At the risk of wading into deeper waters than I should entering...
Since you start off by mentioning Indian classical music, I would say that Ravi Shankar was one of the greatest musicians of any musical tradition. Interestingly, he was influenced by (and often criticized for his leanings toward) Western music. Perhaps that's why he remains for many in the West the most approachable of Indian classical musicians, in my opinion. (although Ali Akbar Khan playing the sarod was no slouch on approachability, either). However, he never compromised on his musicianship. Yes, he shortened ragas for Western ears and wrote a "concerto" for sitar, but his improvisational ability was always focused on the mood and melody (? theme? hook?) of the piece he was playing.

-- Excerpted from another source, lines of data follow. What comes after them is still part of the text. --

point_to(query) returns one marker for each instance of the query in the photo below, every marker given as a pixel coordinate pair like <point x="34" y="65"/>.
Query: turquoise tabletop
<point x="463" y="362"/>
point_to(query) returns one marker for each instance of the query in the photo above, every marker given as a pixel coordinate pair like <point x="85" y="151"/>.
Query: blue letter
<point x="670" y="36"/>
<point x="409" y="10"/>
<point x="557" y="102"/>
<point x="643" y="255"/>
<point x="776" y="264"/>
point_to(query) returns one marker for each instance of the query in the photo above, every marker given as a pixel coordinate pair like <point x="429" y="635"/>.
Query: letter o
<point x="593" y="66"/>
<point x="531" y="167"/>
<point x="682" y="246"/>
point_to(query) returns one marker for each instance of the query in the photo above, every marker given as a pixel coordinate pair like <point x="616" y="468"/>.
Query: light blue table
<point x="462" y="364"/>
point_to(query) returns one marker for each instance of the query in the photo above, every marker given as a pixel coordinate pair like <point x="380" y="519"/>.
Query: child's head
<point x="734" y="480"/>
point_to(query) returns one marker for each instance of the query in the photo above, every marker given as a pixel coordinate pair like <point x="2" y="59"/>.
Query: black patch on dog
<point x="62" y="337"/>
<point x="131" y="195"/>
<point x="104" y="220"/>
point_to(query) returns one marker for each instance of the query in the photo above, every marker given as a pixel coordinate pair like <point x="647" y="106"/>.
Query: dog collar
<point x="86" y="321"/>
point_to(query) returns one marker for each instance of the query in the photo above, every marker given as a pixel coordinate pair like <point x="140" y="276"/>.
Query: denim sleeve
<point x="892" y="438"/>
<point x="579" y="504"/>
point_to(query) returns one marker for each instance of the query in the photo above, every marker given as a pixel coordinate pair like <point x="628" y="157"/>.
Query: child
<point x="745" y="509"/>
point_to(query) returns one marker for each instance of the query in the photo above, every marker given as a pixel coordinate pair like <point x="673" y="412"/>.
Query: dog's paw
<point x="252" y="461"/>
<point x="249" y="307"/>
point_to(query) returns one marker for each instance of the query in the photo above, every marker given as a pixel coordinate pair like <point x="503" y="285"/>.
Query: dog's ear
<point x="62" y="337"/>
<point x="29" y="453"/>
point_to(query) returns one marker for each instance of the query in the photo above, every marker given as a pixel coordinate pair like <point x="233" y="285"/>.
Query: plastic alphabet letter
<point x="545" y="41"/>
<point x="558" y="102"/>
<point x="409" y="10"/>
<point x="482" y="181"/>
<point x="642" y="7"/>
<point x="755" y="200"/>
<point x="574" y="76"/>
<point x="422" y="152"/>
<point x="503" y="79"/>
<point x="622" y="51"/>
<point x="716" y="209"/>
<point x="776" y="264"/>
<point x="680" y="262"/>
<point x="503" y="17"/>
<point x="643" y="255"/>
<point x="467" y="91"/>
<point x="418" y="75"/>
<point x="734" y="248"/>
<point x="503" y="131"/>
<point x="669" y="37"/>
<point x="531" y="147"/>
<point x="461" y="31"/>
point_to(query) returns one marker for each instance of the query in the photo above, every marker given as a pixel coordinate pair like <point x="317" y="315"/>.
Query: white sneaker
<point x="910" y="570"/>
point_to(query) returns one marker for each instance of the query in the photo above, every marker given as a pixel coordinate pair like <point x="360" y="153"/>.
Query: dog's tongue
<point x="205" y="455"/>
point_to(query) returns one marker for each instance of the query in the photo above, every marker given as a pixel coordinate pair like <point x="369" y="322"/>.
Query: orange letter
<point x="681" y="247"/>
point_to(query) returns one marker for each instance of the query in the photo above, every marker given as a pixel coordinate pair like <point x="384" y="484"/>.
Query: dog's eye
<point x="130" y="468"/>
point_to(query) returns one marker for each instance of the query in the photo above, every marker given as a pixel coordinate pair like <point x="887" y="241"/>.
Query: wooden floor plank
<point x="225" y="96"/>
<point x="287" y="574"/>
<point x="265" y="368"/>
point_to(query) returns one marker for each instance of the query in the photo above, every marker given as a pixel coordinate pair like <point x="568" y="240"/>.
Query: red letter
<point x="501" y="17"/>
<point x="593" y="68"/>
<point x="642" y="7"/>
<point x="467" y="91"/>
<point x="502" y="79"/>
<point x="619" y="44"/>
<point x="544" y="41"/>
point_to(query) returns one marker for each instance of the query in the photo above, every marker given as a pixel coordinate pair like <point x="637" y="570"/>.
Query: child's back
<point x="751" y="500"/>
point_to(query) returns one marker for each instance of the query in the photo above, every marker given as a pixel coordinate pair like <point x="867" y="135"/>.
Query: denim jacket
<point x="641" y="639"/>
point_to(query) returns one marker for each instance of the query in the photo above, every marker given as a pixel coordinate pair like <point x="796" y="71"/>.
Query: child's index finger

However, (and it's hard not to come across as unkind) Ravi Shankar's daughter, Anoushka, just does not have "it" as a sitar player. She is "superficial" in the sense I think you are using the term - not a great player and coming across too hard as a crossover artist.
Not to unfairly single her out, a highly regarded sitarist is Shahid Parvez. However, for me, he often embodies another kind of "superficiality" - technically brilliant, he often seems to sacrifice the coherence and organization of the music to just sheer fireworks. Kind of like the Jimi Hendrix of the sitar.
From another tradition, I used to enjoy reggae music in its early days. A band like Toots and the Maytals had a rough and raw appeal that got lost as recordings became slicker and more professional and reggae became a worldwide phenomenon.
This is not to say that all "popular" or "crossover" music in non-Western traditions is bad or superficial. I am thinking of a CD titled "Mystic Sarod" by Amjad Ali Khan which is not strictly traditional but still very good and a CD titled "Songs of the Sephardim" by a group called La Rondinella which is wonderful but I think not absolutely faithful to the tradition it comes from. Ofra Haza very quickly moved away from traditional Yemeni music, but, of course, a wonderful voice doesn't hurt singing anything.
Sticking to Western classical music, there is (or was) an ensemble called the Baltimore Consort which somewhat superficialized (a nonce word?) baroque and early classical music. But their recordings were very good and eminently enjoyable.
To sum up, superficiality comes about when the musician moves away from the intrinsic beauty of the music and traditional performance styles and dilutes or "adjusts" their playing to try to reach a wider audience, They risk losing their core, traditional fans but never convincing their expanded audience of why they were so great to begin with. Ravi Shankar was one of the select few who subtly incorporated elements of other traditions (such as some elements of Western harmony and melody) without ever diluting his roots.


----------